I have a dataset (>10,000 samples total) that strongly appears to be geometrically distributed. For this dataset I have a way of partitioning that makes sense theoretically and I would like to know if my theory is backed by said dataset, i.e., the same question usually answered using ANOVA analysis in the continuous, normally distributed case. My question is: how is this done with geometrically distributed data?

My approach would be to fit a geometric distribution (using least squares) to the whole dataset, and then to each partition of the partitioned dataset. I would then compute the ratio of the sum of errors in the partitioned case to the squared error for the total distribution, i.e., $\frac{\sum_{part}\textrm{RMSE}_{part}^2}{\textrm{RMSE}_{total}^2}$, to get a test score, similar to an ANOVA.

This is where I am stuck, as I don't know which distribution to compare it to. Can somebody give me an ELI5 explanation of why it is stupid and wrong to solve my problem in this way, and then tell me how to actually do it?


1 Answer 1


The geometric distribution is a special case of the negative binomial distribution, so I would try a negative binomial glm (generalized linear model.) Some details here: When to use Poisson vs. geometric vs. negative binomial GLMs for count data?.
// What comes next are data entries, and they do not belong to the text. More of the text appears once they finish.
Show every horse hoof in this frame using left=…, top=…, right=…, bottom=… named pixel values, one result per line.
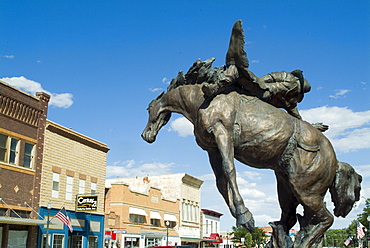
left=237, top=211, right=255, bottom=233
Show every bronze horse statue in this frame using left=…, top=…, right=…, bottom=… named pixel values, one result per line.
left=141, top=21, right=361, bottom=248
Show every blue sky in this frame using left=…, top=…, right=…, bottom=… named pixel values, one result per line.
left=1, top=1, right=369, bottom=231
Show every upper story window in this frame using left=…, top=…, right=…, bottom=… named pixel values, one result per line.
left=79, top=179, right=85, bottom=195
left=23, top=142, right=34, bottom=168
left=90, top=182, right=96, bottom=195
left=0, top=133, right=35, bottom=168
left=0, top=134, right=19, bottom=165
left=130, top=214, right=146, bottom=224
left=129, top=207, right=147, bottom=224
left=66, top=176, right=74, bottom=201
left=52, top=172, right=60, bottom=198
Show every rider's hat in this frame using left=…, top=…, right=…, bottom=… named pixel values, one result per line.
left=291, top=70, right=311, bottom=102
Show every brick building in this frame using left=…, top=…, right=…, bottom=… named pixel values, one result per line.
left=0, top=80, right=50, bottom=248
left=105, top=174, right=203, bottom=248
left=38, top=120, right=109, bottom=248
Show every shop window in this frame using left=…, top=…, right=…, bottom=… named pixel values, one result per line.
left=88, top=236, right=98, bottom=248
left=72, top=235, right=83, bottom=248
left=124, top=237, right=139, bottom=248
left=53, top=234, right=64, bottom=248
left=41, top=234, right=47, bottom=248
left=146, top=238, right=160, bottom=247
left=23, top=142, right=34, bottom=168
left=0, top=208, right=7, bottom=216
left=52, top=172, right=60, bottom=198
left=8, top=230, right=27, bottom=248
left=129, top=214, right=146, bottom=224
left=90, top=182, right=96, bottom=195
left=66, top=176, right=74, bottom=200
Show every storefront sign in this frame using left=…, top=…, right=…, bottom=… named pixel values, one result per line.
left=203, top=233, right=223, bottom=243
left=76, top=195, right=98, bottom=211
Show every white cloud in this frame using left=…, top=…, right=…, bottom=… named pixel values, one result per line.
left=149, top=87, right=163, bottom=92
left=162, top=77, right=170, bottom=84
left=199, top=173, right=216, bottom=181
left=240, top=188, right=266, bottom=198
left=353, top=164, right=370, bottom=178
left=106, top=160, right=174, bottom=178
left=329, top=89, right=350, bottom=99
left=301, top=106, right=370, bottom=153
left=255, top=214, right=278, bottom=226
left=168, top=117, right=193, bottom=137
left=3, top=55, right=14, bottom=59
left=242, top=171, right=262, bottom=181
left=1, top=76, right=73, bottom=108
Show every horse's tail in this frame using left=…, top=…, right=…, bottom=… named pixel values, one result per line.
left=329, top=161, right=362, bottom=218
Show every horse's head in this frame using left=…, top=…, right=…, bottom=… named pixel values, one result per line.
left=141, top=92, right=172, bottom=143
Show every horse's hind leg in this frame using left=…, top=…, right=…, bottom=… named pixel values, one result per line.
left=293, top=194, right=334, bottom=248
left=275, top=172, right=299, bottom=233
left=267, top=172, right=298, bottom=248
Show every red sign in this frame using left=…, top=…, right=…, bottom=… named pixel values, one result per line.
left=105, top=231, right=117, bottom=240
left=203, top=233, right=223, bottom=243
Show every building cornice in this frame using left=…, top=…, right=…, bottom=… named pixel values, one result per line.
left=46, top=120, right=110, bottom=153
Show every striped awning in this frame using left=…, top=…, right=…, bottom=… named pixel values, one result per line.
left=129, top=207, right=147, bottom=216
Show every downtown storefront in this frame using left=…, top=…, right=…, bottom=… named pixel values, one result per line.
left=38, top=196, right=104, bottom=248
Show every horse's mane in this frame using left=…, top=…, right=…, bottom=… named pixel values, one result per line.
left=167, top=58, right=226, bottom=91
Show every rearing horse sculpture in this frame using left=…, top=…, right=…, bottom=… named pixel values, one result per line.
left=141, top=21, right=361, bottom=248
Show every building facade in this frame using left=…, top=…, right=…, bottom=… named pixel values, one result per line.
left=0, top=80, right=50, bottom=248
left=201, top=209, right=223, bottom=248
left=105, top=174, right=203, bottom=248
left=105, top=179, right=180, bottom=248
left=38, top=120, right=109, bottom=248
left=218, top=232, right=235, bottom=248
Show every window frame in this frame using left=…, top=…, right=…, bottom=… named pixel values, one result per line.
left=66, top=176, right=74, bottom=200
left=52, top=172, right=60, bottom=198
left=53, top=234, right=65, bottom=248
left=90, top=182, right=96, bottom=195
left=23, top=142, right=35, bottom=168
left=79, top=179, right=85, bottom=195
left=0, top=134, right=20, bottom=165
left=129, top=214, right=146, bottom=224
left=88, top=236, right=98, bottom=248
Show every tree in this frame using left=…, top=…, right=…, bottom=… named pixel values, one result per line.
left=324, top=198, right=370, bottom=247
left=357, top=198, right=370, bottom=233
left=231, top=226, right=267, bottom=248
left=324, top=228, right=348, bottom=247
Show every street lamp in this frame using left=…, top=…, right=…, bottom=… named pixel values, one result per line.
left=165, top=221, right=170, bottom=246
left=226, top=233, right=229, bottom=248
left=46, top=201, right=52, bottom=248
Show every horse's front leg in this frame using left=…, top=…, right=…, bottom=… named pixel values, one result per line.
left=207, top=150, right=237, bottom=218
left=209, top=122, right=255, bottom=232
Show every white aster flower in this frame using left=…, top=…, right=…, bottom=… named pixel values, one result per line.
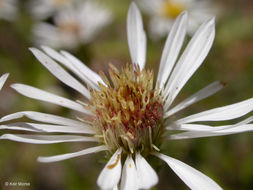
left=1, top=3, right=253, bottom=190
left=33, top=1, right=112, bottom=49
left=139, top=0, right=217, bottom=39
left=0, top=0, right=18, bottom=21
left=29, top=0, right=73, bottom=19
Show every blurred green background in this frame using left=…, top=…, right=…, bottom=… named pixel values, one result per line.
left=0, top=0, right=253, bottom=189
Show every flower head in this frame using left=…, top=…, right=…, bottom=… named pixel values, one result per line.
left=0, top=0, right=18, bottom=21
left=1, top=3, right=253, bottom=190
left=33, top=1, right=113, bottom=49
left=139, top=0, right=217, bottom=38
left=29, top=0, right=73, bottom=19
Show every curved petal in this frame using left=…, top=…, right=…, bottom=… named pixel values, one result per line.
left=127, top=2, right=146, bottom=70
left=30, top=48, right=91, bottom=99
left=170, top=124, right=253, bottom=139
left=60, top=50, right=105, bottom=87
left=0, top=134, right=96, bottom=144
left=1, top=122, right=94, bottom=134
left=0, top=111, right=89, bottom=128
left=0, top=73, right=9, bottom=90
left=97, top=148, right=122, bottom=190
left=154, top=153, right=222, bottom=190
left=38, top=145, right=107, bottom=163
left=165, top=81, right=224, bottom=118
left=11, top=84, right=92, bottom=115
left=41, top=46, right=99, bottom=90
left=177, top=98, right=253, bottom=124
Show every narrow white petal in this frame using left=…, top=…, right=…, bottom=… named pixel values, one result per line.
left=170, top=124, right=253, bottom=139
left=120, top=155, right=138, bottom=190
left=164, top=18, right=215, bottom=109
left=135, top=153, right=158, bottom=189
left=0, top=111, right=90, bottom=128
left=60, top=50, right=105, bottom=87
left=177, top=98, right=253, bottom=124
left=0, top=73, right=9, bottom=90
left=29, top=48, right=91, bottom=99
left=97, top=149, right=122, bottom=190
left=41, top=46, right=100, bottom=90
left=156, top=12, right=187, bottom=88
left=1, top=122, right=94, bottom=134
left=154, top=153, right=222, bottom=190
left=11, top=84, right=92, bottom=115
left=165, top=81, right=224, bottom=118
left=127, top=2, right=146, bottom=70
left=0, top=124, right=39, bottom=132
left=41, top=46, right=72, bottom=69
left=167, top=123, right=227, bottom=132
left=0, top=134, right=96, bottom=144
left=38, top=145, right=107, bottom=163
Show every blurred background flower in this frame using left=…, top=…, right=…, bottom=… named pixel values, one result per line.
left=0, top=0, right=253, bottom=190
left=138, top=0, right=219, bottom=39
left=33, top=1, right=113, bottom=49
left=0, top=0, right=18, bottom=21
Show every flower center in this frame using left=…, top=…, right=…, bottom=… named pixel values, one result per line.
left=90, top=64, right=164, bottom=155
left=53, top=0, right=70, bottom=6
left=160, top=1, right=186, bottom=18
left=59, top=21, right=80, bottom=36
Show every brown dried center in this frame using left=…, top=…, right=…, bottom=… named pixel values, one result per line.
left=90, top=64, right=164, bottom=154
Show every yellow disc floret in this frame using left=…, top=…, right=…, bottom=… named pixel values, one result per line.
left=161, top=1, right=186, bottom=18
left=90, top=64, right=164, bottom=155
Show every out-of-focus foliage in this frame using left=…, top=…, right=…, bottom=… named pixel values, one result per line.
left=0, top=0, right=253, bottom=189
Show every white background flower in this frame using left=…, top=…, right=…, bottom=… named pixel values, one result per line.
left=139, top=0, right=218, bottom=39
left=33, top=1, right=113, bottom=49
left=0, top=0, right=18, bottom=21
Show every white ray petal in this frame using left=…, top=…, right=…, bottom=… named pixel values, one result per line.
left=170, top=124, right=253, bottom=139
left=0, top=134, right=97, bottom=144
left=0, top=73, right=9, bottom=90
left=41, top=46, right=72, bottom=69
left=1, top=122, right=94, bottom=134
left=0, top=124, right=39, bottom=132
left=0, top=111, right=90, bottom=128
left=154, top=153, right=222, bottom=190
left=135, top=153, right=158, bottom=189
left=38, top=145, right=107, bottom=163
left=11, top=84, right=92, bottom=115
left=127, top=2, right=146, bottom=70
left=167, top=123, right=228, bottom=132
left=29, top=48, right=91, bottom=99
left=120, top=155, right=138, bottom=190
left=41, top=46, right=99, bottom=90
left=177, top=98, right=253, bottom=124
left=97, top=148, right=122, bottom=190
left=60, top=50, right=105, bottom=86
left=156, top=12, right=187, bottom=89
left=164, top=18, right=215, bottom=109
left=165, top=81, right=224, bottom=118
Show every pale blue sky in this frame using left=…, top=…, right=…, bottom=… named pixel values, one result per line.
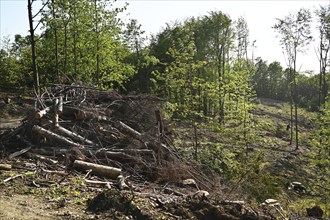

The generalization of ANOVA in glm's is called the analysis of deviance, but in some computer systems (for instance R) it is done with the same function called anova. You say My approach would be to fit a geometric distribution (using least squares) to the whole dataset ..., but this is not the way to do it. With glm's one uses maximum likelihood methods, as explained in the linked post above, and its references. Also relevant is Correct use of Negative Binomial with a Geometric distribution in a mixed model (glmmPQL)?